My brand new model of the macroeconomy is called the NS/RO model, which stands for nominal spending/real output.  The model shows how equilibrium output and the price level are determined.  The key insight is that (positive) changes in nominal spending have a short run positive effect on real output, but no long run effect. The following graph illustrates the basic idea:

NS is the nominal spending curve.  It is a rectangular hyperbola, where each point along a given line represents a given amount of nominal spending, aka NGDP.  SRRO is the short run real output function.  LRRO is the long run real output function, reflecting the natural rate of output (Yn.)

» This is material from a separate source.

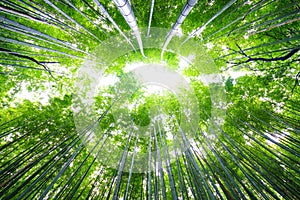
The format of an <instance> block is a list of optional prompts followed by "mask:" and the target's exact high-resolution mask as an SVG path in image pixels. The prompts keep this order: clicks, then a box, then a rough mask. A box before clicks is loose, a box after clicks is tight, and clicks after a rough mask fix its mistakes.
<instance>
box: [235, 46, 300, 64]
mask: <svg viewBox="0 0 300 200" xmlns="http://www.w3.org/2000/svg"><path fill="white" fill-rule="evenodd" d="M236 46H237V47H238V48H239V50H240V51H239V52H240V53H241V54H243V55H244V56H245V57H247V58H248V60H246V61H244V62H243V63H248V62H252V61H265V62H273V61H284V60H287V59H289V58H290V57H292V56H293V55H294V54H296V53H297V52H298V51H299V50H300V48H295V49H293V50H292V51H290V52H289V53H288V54H286V55H284V56H280V57H276V58H252V57H250V56H248V55H247V54H246V53H245V52H244V51H243V50H242V48H241V47H240V46H239V45H238V44H236Z"/></svg>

Those of you who are familiar with macro probably now see the joke.  This isn’t actually a brand new macro model; it’s one version of the old AS/AD model that has been dressed up with new terminology.  I say “one version”, because in the most popular version of AS/AD, the one used in most textbooks, the AD curve (NS in this case) is not a rectangular hyperbola.  The graph presented here is the less frequently used (monetarist) version of AS/AD.  Still, it is an AS/AD model.

Now for the half serious part of the title of the post.  I’d argue that this should be viewed as a brand new model.  Deirdre McCloskey has shown that there’s more to economics that mathematical equations and graphs.  Much of what we do is persuasion, and that requires effective methods of communicating our ideas.  Historical examples, stories, metaphors, and many other forms of rhetoric all play a role in making an argument persuasive.  Even the terminology that we use matters.  Consider these two equations:

MV = PY

M = kPY

To an unimaginative, mathematically oriented economist the equations might seem identical, as V = 1/k.  But these two equations trigger different ideas in the reader’s mind.  The first equation makes one think of money as a medium of exchange.  How much money is there in the economy (M) and how fast is it spent (V)?  The second equation makes one think of money as a store of value.  How much money is there in the economy and how much money do people choose to hold as a share of their gross income (k)?

My “brand new model” of the macroeconomy is intended to dissuade people from thinking of this as a supply and demand model.  When I used to teach macro, students had all kinds of trouble understanding AS/AD, partly because they assumed it was basically a supply and demand model.  Thus if I asked them to show the effect of population growth, they might shift the AD curve to the right.  In fact, population growth shifts the AS curve to the right, causing deflation (as we saw during 1870-95).

Why were students confused?  Probably because in microeconomics an increase in population really does shift demand to the right.  More consumers out shopping, etc., etc.  But aggregate demand isn’t really about demand at all; it’s about money.  More specifically, it’s about the medium of account.  In the late 1800s, gold was the medium of account, the thing in terms of which prices were measured.  Population growth didn’t cause more gold to circulate.

[Yes, population growth might lead to new discoveries of gold, but I view that as a second order effect—the main impact is on supply.  And yes, short run effects are more complex, perhaps influencing velocity.  But for any given money supply, a doubling of the population will cause prices to fall by roughly 50% in the long run.]

By removing the terms ‘demand’ and ‘supply’ from the AS/AD model, I hope to shake students out of their complacency, to show them how truly strange this model actually is.  It’s not a supply and demand model at all; it’s a model of how nominal shocks interact with sticky wages and prices to produce short run (but not long run) effects on real output.

PS.  In an actual supply and demand model the long run supply curve is usually almost horizontal.  In AS/AD it is vertical.  Sorry, but AS/AD is not a supply and demand model.